L26: Neural Networks 3 (RNNs and Double Descent)

The prof closed the neural-networks module with RNNs (motivation, architecture, weight sharing, the NYSE time-series example), a “when to use deep learning?” Hitters comparison (linear / lasso / unregularized NN), and finally double-descent, the part he likes most, presented as the key intuition for why big modern ML models work without contradicting the bias-variance-tradeoff. Tomorrow (L27) is summary + exam Q&A.

Key takeaways

RNNs extend feed-forward nets to sequential data (time series, language) by carrying a hidden state $A_{t}$ across the sequence; the same weights $B, U, W$ are reused at every step (weight sharing), which is why training stays well-behaved.
The output activation depends on the goal (linear for regression-style, softmax for next-token), exactly as for feed-forward nets. All outputs $O_{t}$ are used in training, even when only the last one is the prediction of interest.
NYSE example: predict trading volume $V_{t}$ from lag- $L$ history of $(V, R, Z)$ (volume, returns, volatility). Time-series data has high autocorrelation → samples not independent. RNNs were “equally bad” as classical time-series models on cryptocurrencies, but that’s a data problem.
“When to use deep learning?” Hitters: linear ≈ 0.56 MAE, lasso-CV (12 vars) ≈ 0.50, unregularized 1049-param NN slightly worse. The prof flags the comparison as contrived: “you should never train a neural network without regularization.” Real value of NN comes with very large data and when interpretability is not a priority.
Double descent: as model complexity grows past the interpolation point (≈ params = samples), the test error can come down a second time. Does not violate bias-variance: bias and variance still always sum correctly; it’s just no longer U-shaped.
Mechanism: past the interpolation limit, the model has infinitely many perfect fits to the training data; training implicitly picks the minimum-variance (≈ minimum-norm) one. Optimization changes from “fit + penalty” to “min $\sum β^{2}$ subject to fitting the data exactly.”
Bias-variance is the running theme: “I think the first day they’re definitely going to be a question about bias variance in the test.”

Recurrent neural networks: motivation

Recap of where the module has been: started with feed-forward nets (the workhorse, “the basis”), then CNNs as a clever extension via patch-weights (a simplification of the feed-forward paradigm with shared patches). Now another extension, recurrence, to push the model “beyond what you can do with just a feed-forward network.”

The motivation is sequential data: time series, language. Sequential data has the notion of “what comes next.” RNNs were the first models in machine learning to be used in language modeling, “the precursor to the language model that we know now.” Many LLMs are trained for next-word / next-token prediction; this is where that paradigm started.

Why ordering matters

“If there was no order to it, if these were just samples, right. Let’s say we just had, you know, images that were disconnected in time.
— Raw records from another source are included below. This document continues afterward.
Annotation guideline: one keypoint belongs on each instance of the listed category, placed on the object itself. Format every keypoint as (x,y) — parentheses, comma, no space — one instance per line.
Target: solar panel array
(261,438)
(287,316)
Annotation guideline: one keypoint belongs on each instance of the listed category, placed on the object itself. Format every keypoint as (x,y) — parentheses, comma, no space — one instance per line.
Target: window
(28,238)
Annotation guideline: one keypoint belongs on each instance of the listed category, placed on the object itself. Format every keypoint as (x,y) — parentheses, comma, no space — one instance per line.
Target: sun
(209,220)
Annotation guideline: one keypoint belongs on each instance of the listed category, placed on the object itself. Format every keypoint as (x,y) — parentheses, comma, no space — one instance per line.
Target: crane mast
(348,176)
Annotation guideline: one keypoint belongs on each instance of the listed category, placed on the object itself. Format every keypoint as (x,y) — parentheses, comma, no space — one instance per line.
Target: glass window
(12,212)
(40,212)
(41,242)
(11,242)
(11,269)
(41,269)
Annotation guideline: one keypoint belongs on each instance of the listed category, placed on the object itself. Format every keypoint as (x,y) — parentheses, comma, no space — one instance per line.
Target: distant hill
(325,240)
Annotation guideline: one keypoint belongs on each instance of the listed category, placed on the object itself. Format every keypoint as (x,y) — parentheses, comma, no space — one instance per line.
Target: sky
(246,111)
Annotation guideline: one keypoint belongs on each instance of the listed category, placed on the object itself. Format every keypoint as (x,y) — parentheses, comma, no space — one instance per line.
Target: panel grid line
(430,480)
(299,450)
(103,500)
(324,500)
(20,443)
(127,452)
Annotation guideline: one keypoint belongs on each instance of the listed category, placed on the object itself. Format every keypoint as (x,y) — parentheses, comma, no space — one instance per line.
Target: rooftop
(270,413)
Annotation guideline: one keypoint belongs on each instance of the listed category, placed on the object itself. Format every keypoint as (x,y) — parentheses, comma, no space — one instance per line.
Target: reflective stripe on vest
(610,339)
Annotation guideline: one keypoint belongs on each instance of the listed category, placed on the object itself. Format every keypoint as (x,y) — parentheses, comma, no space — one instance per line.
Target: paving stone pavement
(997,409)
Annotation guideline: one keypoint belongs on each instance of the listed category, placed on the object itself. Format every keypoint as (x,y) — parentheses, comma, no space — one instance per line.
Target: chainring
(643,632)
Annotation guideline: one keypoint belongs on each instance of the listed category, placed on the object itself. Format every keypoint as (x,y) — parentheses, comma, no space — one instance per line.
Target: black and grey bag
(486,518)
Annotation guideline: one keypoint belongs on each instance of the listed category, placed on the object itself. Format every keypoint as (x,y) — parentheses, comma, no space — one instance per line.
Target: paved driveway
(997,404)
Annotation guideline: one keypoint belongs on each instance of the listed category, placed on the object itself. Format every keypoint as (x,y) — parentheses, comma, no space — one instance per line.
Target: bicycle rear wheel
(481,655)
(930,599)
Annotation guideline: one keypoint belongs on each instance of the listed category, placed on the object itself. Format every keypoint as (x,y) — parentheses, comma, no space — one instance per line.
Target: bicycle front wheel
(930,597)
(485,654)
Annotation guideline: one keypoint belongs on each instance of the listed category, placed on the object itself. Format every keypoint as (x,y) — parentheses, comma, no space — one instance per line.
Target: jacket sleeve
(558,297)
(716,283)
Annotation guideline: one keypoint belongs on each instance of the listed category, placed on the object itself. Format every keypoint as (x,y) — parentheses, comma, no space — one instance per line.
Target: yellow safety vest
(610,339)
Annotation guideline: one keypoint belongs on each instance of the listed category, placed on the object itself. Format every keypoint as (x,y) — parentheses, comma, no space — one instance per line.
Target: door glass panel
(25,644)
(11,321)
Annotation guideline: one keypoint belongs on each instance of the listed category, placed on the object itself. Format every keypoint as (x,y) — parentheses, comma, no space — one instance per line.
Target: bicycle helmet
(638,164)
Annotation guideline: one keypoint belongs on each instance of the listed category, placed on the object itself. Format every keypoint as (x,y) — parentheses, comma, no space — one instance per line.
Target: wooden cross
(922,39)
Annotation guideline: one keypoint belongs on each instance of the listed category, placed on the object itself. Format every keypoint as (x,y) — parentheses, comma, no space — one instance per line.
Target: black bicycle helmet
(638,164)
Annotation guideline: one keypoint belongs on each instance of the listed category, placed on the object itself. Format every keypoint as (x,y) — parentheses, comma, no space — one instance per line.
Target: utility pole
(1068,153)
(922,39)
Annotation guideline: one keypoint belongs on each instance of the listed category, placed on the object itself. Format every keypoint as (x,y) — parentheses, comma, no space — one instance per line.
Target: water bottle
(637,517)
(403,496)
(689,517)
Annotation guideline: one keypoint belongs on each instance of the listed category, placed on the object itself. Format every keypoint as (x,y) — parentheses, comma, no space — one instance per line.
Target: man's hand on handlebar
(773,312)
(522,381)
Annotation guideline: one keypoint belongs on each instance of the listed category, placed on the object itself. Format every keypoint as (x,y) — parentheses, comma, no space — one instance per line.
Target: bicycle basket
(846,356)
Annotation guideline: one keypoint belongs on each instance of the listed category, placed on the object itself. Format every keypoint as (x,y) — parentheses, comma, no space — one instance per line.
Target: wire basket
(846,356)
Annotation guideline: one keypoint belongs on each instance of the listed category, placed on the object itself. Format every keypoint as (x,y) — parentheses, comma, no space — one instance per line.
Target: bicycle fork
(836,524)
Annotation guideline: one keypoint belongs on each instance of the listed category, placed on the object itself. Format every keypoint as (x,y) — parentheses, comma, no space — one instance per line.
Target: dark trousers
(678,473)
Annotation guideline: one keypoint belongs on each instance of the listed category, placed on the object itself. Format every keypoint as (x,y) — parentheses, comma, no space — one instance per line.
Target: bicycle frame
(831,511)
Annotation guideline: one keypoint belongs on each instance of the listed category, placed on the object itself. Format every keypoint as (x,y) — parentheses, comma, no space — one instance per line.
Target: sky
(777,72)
Just someone’s random or a bunch of pictures from the Internet. One picture doesn’t necessarily lead to the next. So there would be no obvious ordering of the pictures. So then it wouldn’t make any sense to carry over any information about the previous picture because it has nothing to do with it.”

Versus a feed-forward net, the differences are: sequential structure, and that the sequence length is no longer a fixed input.

RNN architecture

[Slide: §“Recurrent neural networks (RNNs)”, figure 10.12]

Inputs $X_{t}$ , hidden activations $A_{t}$ , outputs $O_{t}$ . Without the carry-over, this would just be a feed-forward net at each timestep. The new piece: $A_{t}$ is carried into $A_{t + 1}$ , so information propagates along the sequence dimension (time, position in sentence, etc.).

For text: tokenize words / word-parts, optionally one-hot encode, then embed into a smaller space (“no reason to have it so big”). Often you learn the embedding; sometimes you can fix it. Tokenizers often work on word-parts rather than full words.

Hidden activations:

$A_{t} = σ (b + W X_{t} + U A_{t - 1})$

Here: bias $b$ , weighted sum of the current input, plus a weighted sum of the previous hidden state. The carry-over is how sequence information is propagated.

Output:

$O_{t} = β_{0} + β^{⊤} A_{t}$

In the figure-10.12 version this is linear (no activation), equivalent to a least-squares output. As with feed-forward nets, you could pick softmax, sigmoid, etc. depending on the task. “The activation function for the output would depend on what the goal is of the model.”

Graphically, “it kind of looks like a Markov chain.”

Information from $X_{1}$ reaches $O_{L}$

“The interesting thing is that this just keeps going, right? If $L$ is a billion, then essentially even the first thing in your sequence is affecting the billionth output because it’s carried through the model. In theory the information will get lost because it just yeah a billion is pretty long but the idea is still nice.”

(This is the vanishing-information problem that motivates LSTMs / attention, but in this course we stop at the basic RNN.)

You’d expect a model carrying state across $L$ steps to have a huge number of parameters, but:

The same $B, U, W$ at every step

“If you notice here we just say B and U and W every time it’s because we don’t have if it was like this that would be a very different model if the weights were changing every time but they don’t in fact we assume the same weights B, U, and W every single time. … And that also why the gradients behave well why the training behaves well is because it not a model with so many parameters that it starts collapsing or getting weird.”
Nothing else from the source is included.